# George Hill Interview



## Basel (Mar 31, 2005)

> *NBA.com:* How has your life changed since being drafted?
> *George Hill : *I have a lot of new friends. I have friends that I haven’t heard of in a long time. I don’t know how they got my number but they are blowing my phone up. But I am going to keep the same number. The things I normally do I can't do anymore. You have to take a lot of things more seriously. So, that is probably the biggest thing.
> 
> *NBA.com:* What is the biggest adjustment you will have to make transitioning from college to the pros?
> ...


http://my.nba.com/thread.jspa?threadID=5700020760


----------



## FreeMason Jr. (Jul 12, 2004)

George Hill... bleh


----------



## sasaint (Jun 28, 2005)

Was anybody a fan of the Dallas Cowboys back in the 70's? After they had great draft success with Calvin Hill and Duane Thomas, there was an era when all they did was use their top draft pick on the best athlete from the most obscure college football program that they could find. It was like they took pride not in acquiring talent, but in wowing people with the obscurity of their draft picks. That was what ultimately led to the demise of the old Tex Schramm - Gil Brandt - Tom Landry regime. It's like that has become the Spurs' model.

Spurs: "Here's a wild idea, let's draft a #2 guard from a super-obscure school that really didn't play big-time opponents and turn him into a pro point guard! Use our #1pick on a guy who will have to make TWO unlikely transitions! That ought to Wow 'em!"


----------



## FreeMason Jr. (Jul 12, 2004)

I guess we can find joy in knowing we may have found another hidden gem in Gist.

Oh, and how old are you, sasaint?


----------



## sasaint (Jun 28, 2005)

ezealen said:


> I guess we can find joy in knowing we may have found another hidden gem in Gist.
> 
> Oh, and how old are you, sasaint?


I hope you're right, and Gist is a gem. The Spurs need all of 'em they can luck into.

I'm old enough to remember Dan Reeves - as a Dallas Cowboy running back. I remember when Don Meredith BECAME their starting QB.

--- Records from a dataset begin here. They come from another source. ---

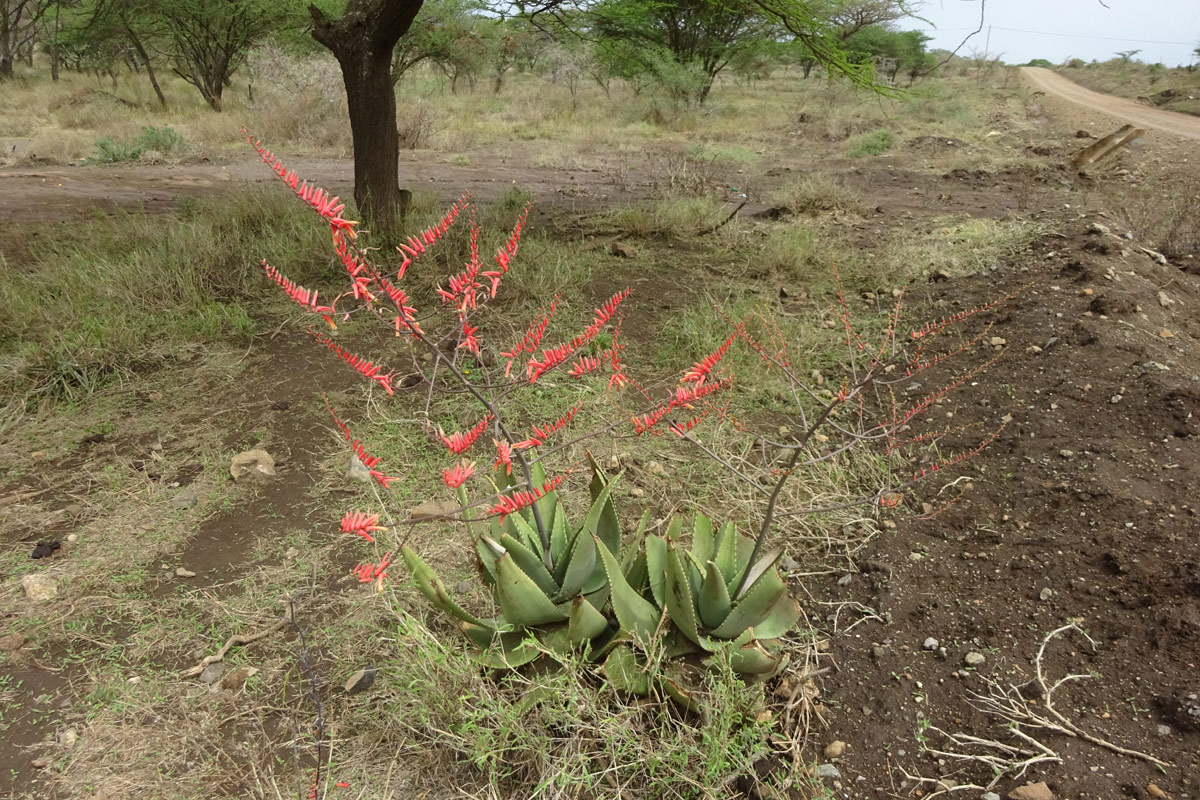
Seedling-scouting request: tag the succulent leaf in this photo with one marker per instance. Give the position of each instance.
(634, 612)
(531, 564)
(522, 601)
(430, 585)
(677, 594)
(586, 621)
(713, 603)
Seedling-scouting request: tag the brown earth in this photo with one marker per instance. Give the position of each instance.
(1081, 511)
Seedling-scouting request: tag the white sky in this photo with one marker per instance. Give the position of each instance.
(1164, 30)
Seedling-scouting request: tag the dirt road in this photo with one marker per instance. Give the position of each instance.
(1121, 108)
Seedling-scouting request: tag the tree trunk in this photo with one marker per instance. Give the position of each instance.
(363, 41)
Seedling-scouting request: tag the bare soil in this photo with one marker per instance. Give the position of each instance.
(1081, 511)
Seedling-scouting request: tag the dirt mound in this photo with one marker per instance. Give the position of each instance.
(1081, 512)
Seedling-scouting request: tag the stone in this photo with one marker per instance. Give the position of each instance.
(433, 509)
(213, 673)
(238, 677)
(358, 470)
(1038, 791)
(40, 588)
(12, 643)
(185, 500)
(360, 681)
(252, 465)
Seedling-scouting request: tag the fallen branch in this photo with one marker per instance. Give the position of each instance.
(234, 641)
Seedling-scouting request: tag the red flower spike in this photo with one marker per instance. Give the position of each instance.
(366, 368)
(462, 441)
(519, 500)
(701, 370)
(358, 522)
(504, 456)
(459, 474)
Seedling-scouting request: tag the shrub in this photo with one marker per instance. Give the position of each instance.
(871, 144)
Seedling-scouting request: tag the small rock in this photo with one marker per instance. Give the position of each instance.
(185, 500)
(12, 643)
(433, 509)
(360, 681)
(828, 770)
(213, 673)
(45, 549)
(358, 470)
(253, 464)
(238, 677)
(40, 588)
(1038, 791)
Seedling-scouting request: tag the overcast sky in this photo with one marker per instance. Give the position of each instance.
(1164, 30)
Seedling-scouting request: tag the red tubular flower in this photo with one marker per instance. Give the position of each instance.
(358, 522)
(504, 456)
(701, 370)
(457, 475)
(460, 443)
(517, 500)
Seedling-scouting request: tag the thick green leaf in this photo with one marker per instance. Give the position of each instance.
(714, 603)
(634, 612)
(702, 545)
(751, 609)
(760, 569)
(678, 594)
(727, 552)
(753, 659)
(624, 672)
(581, 565)
(531, 565)
(783, 618)
(586, 623)
(429, 584)
(657, 565)
(522, 601)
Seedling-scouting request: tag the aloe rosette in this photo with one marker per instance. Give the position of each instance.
(549, 582)
(719, 605)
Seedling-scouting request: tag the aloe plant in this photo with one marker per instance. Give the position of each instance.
(720, 605)
(551, 590)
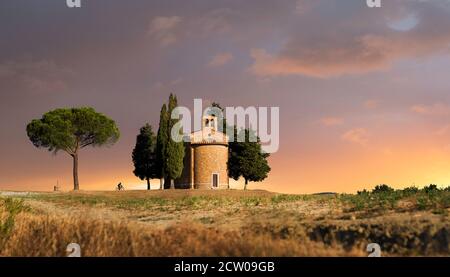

I'm old enough to remember when pro basketball was a sport and not merely entertainment. I remember when rules were rules, and they were enforced pretty uniformly. I remember watching Oscar Robertson when he AVERAGED a triple double for one entire season and nearly did it in several others. (He still gets my vote for most complete basketball player of all time.)

I'm 54. Why do you ask?


----------



## TiMVP2 (Jun 19, 2003)

Is anyone else going to cry once Mario Chalmers has a good performance at all this year? I was so pissed when we picked this dude....


----------